I had minor surgery yesterday. I can write about it now because it's over and everything is fine and nobody has to feel obligated to worry or say, "OMG What's wrong?" or "Are you okay?" or "Do you have extra pain meds to share?" I'm only writing about it because it led to some funny little stories and you know I can't resist a funny little story. That said, I will also admit that I'm still feeling groggy and weird today even though I am drug-free so I have no idea if any of this will make sense or be funny to anyone but me. Is that enough of a disclaimer? Hopefully.
1. When I had my pre-op phone call with the nurse, she gave me a list of instructions like "take a shower before surgery", "don't use deodorant", "don't wear any jewelry", "bring your insurance card and ID", "bring your living will", and "leave valuable personal belongings at home."
I said, "I have to ask a stupid question." She gave the predictable response, "There are no stupid questions." I said, "Well, I really want to have my phone with me but my partner will be joining me later so I won't be able to hand it off to her." She said, "Oh no. You shouldn't bring your phone." I did not like this answer and I realized that I was more upset about her telling me that I couldn't bring my phone than I was about the fact that she told me to bring my living will. Blog life priorities!
2. When I was getting prepped for surgery, I was sitting with the admitting nurse filling out paperwork and answering questions.
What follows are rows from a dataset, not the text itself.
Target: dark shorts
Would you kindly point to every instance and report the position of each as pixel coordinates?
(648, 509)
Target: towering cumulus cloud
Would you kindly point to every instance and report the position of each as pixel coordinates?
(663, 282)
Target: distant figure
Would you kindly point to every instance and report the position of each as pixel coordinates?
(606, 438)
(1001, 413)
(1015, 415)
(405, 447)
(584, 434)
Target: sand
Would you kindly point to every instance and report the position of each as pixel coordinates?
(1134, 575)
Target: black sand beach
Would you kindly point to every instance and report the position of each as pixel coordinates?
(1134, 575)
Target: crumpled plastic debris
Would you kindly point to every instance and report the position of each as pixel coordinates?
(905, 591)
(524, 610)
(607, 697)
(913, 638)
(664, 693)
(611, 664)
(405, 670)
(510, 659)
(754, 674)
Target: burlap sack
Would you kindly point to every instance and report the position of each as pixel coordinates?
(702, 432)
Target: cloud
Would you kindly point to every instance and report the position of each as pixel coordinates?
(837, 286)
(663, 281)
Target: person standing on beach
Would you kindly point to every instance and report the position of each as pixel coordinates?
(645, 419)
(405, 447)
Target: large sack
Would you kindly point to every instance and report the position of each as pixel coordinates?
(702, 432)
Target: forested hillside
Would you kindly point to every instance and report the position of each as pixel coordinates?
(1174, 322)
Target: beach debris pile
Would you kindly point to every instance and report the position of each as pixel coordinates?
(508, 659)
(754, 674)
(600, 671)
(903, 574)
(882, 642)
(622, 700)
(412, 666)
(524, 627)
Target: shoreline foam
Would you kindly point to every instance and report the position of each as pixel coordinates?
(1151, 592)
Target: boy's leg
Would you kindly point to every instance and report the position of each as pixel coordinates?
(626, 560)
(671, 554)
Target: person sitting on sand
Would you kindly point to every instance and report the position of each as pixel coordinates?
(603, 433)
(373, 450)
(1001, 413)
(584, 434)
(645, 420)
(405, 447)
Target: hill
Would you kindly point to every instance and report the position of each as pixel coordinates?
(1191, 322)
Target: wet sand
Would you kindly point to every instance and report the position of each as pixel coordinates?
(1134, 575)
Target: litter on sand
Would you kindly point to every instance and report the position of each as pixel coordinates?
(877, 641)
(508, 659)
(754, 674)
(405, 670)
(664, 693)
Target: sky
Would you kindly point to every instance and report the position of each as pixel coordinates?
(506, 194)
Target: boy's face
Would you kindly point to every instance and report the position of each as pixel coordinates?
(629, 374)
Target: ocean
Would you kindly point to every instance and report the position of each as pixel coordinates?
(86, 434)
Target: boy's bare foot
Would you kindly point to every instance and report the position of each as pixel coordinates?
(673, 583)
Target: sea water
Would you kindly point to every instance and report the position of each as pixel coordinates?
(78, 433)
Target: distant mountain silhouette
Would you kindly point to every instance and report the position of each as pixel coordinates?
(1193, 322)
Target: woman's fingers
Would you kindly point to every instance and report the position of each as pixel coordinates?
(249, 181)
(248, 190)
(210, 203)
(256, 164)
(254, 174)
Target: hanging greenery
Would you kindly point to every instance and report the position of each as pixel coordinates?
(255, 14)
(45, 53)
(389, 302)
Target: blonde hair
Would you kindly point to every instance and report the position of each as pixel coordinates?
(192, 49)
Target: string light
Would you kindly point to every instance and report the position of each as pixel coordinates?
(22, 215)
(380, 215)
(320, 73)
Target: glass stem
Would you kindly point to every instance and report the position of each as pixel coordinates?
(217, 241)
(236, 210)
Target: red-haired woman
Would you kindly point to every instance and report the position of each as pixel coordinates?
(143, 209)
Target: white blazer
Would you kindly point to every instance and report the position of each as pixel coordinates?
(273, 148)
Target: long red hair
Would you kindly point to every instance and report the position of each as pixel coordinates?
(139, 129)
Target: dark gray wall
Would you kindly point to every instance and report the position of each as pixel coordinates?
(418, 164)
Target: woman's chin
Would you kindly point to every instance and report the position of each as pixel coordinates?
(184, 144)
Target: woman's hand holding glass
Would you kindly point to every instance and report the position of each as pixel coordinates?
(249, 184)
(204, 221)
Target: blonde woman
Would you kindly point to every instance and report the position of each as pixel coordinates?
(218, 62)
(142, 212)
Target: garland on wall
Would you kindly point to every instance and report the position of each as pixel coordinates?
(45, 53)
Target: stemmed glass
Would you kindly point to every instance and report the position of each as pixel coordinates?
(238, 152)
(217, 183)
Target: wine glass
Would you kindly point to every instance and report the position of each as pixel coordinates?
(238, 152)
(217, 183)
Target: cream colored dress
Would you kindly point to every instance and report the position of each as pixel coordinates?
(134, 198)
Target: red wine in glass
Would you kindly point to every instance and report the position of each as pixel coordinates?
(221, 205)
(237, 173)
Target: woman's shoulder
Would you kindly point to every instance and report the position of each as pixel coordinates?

As is my usual modus operandi, I was trying to engage her and make her laugh so that I would be her favorite patient of the day. People pleasing is serious biz, y'all. She was a tough cookie though, very professional and very Minnesotan which meant that she was resistant to my charm. Finally, I said, "Sharon. I gotta ask you about this deodorant thing. Why would they tell me I couldn't wear deodorant when they'll be working on my uterus. I mean, if they are in my arm pits, they are seriously off course."
And with that, I broke through.
She laughed hysterically and then proceeded to retell my little joke to the endless stream of people that came into the room. I won. It's always good to win pre-op!
3. When I woke up after surgery, I remember only two things that Luisa said.
"I have pictures of your uterus!"
"I fixed a typo in your blog post."
Such is the life of a blogger.
4. Last night, I was still a little dopey but I was helping Zeca write a letter to her friend when we had the following exchange.
Zeca: "How do you spell represents?"
Zeca: "Mama? You stopped."
Vikki: "Oh sorry. "s..."
Zeca: "Another 's'?"
Vikki: "What? No. Only one 's'."
Zeca: "Mama, did the surgery take out all your thoughts?"
It would seem so.
So, there you have it. All my funny stories from the day...or at least the ones I can remember.
And let's all be thankful that I have returned to my right mind (mostly) and did not set the featured image of this post to one of those pictures of my uterus that Luisa was so excited about.